There is a railroad track running the length and a small bridge at one end - we were able to get under so we fished the north side which was recommended by several people. The shore line is the same all the way around both sides - white crushed rock (man made lake). There is one section on the south side that has some grassy shoreline for about 100 yards. We didn't spot it until we were leaving so we didn't try it. We looked for the deep holes, drifted some, casted some, trolled some and had no luck with any of it - live bait or artificials - no stikes, no hits, no fish. Of course, I did snag that huge baby striper  so I wasn't skunked :lol:


----------



## xmytruck (Sep 10, 2008)

Your going to have to go deep and find sunken islands I fish a similar place up here in MA, let take a look at the map and I will let you know..

X


----------



## xmytruck (Sep 11, 2008)

I marked up some spot in red, it was hard to read the depth to make a good determination on how to tackle this lake, but since it is man made I fish a similar lake here in MA and I learned real quick you can't fish these types of lakes like you would fish a kettle pond. So in other words don't be casting towards the shore all day find some drop offs and sunken islands. The grass area you mention sounds like musky heavy I would use search and destroy with a jerk bait or in line spinner.


----------



## FishingCop (Sep 12, 2008)

xmytruck said:


> I marked up some spot in red, it was hard to read the depth to make a good determination on how to tackle this lake, but since it is man made I fish a similar lake here in MA and I learned real quick you can't fish these types of lakes like you would fish a kettle pond. So in other words don't be casting towards the shore all day find some drop offs and sunken islands. The grass area you mention sounds like musky heavy I would use search and destroy with a jerk bait or in line spinner.
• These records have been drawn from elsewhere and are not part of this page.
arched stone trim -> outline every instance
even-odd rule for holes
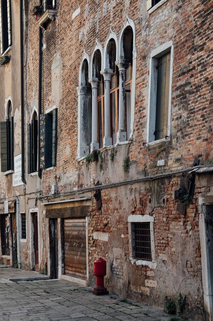
[[[10,116],[13,115],[13,103],[12,102],[12,98],[11,96],[8,96],[8,98],[7,98],[5,101],[5,118],[7,119],[10,115],[8,114],[8,106],[10,102],[11,104],[11,114]]]
[[[129,136],[127,139],[132,138],[134,128],[135,103],[135,84],[136,84],[136,59],[137,57],[137,49],[135,47],[135,25],[134,21],[127,16],[125,23],[123,25],[119,37],[119,61],[122,61],[124,57],[123,44],[123,35],[125,30],[127,27],[131,27],[133,32],[133,50],[132,50],[132,81],[131,88],[130,131]]]
[[[111,39],[114,39],[116,45],[116,59],[115,61],[119,59],[119,41],[116,33],[112,31],[111,27],[110,27],[109,35],[106,41],[104,47],[104,53],[103,57],[103,66],[104,69],[109,69],[110,67],[107,65],[107,55],[108,54],[108,45],[109,42]]]
[[[124,58],[124,49],[123,48],[123,37],[124,35],[124,31],[127,27],[131,27],[133,33],[133,53],[136,49],[135,48],[135,24],[132,19],[130,19],[128,16],[127,16],[125,23],[120,31],[119,37],[119,58]],[[134,55],[133,55],[134,59]]]
[[[31,117],[30,117],[30,122],[31,122],[31,123],[32,122],[32,121],[33,119],[34,119],[34,113],[36,113],[36,114],[37,114],[37,117],[38,117],[38,110],[37,110],[37,109],[36,108],[36,107],[35,107],[35,106],[34,106],[34,108],[33,108],[33,111],[32,111],[32,114],[31,114]]]
[[[89,55],[84,50],[79,69],[78,114],[78,155],[80,158],[88,155],[90,152],[91,127],[91,89],[89,84],[90,77],[90,59]],[[88,74],[84,74],[87,64]],[[87,76],[87,79],[85,77]]]
[[[84,62],[84,61],[86,60],[87,61],[87,63],[88,63],[88,66],[89,67],[89,79],[90,78],[91,76],[90,76],[90,59],[89,58],[89,56],[88,54],[88,53],[87,53],[87,52],[86,52],[85,49],[84,49],[84,51],[83,53],[83,56],[82,56],[82,58],[81,59],[81,64],[80,65],[80,68],[79,68],[79,87],[80,87],[81,86],[82,86],[82,67],[83,67],[83,63]],[[78,90],[78,89],[77,89]]]
[[[101,70],[102,70],[103,69],[103,47],[102,46],[102,45],[101,45],[101,44],[100,43],[100,42],[99,42],[99,41],[98,40],[98,39],[96,39],[96,46],[94,46],[94,48],[92,51],[92,55],[91,55],[91,64],[90,64],[90,78],[93,78],[93,75],[94,74],[95,71],[94,71],[94,65],[93,64],[93,59],[94,59],[94,55],[95,54],[96,51],[97,50],[100,50],[100,52],[101,52]]]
Those are the areas we fished the day we were out there - tried to find the deepes areas, anchored and tried minnows, crawlers and jigging spoons, etc. Trolled around the whole area and drifted it as well..... I guess the shad died off recently and the fish nave been over-fed for a while....


----------



## LegBrkr (Sep 12, 2008)

I had a bite about 15 minutes out, but couldn't hook any thing. After that it died completely until you caught that lure with your fish. I mean snagged that fish with your lure. :fishing: :lol:


----------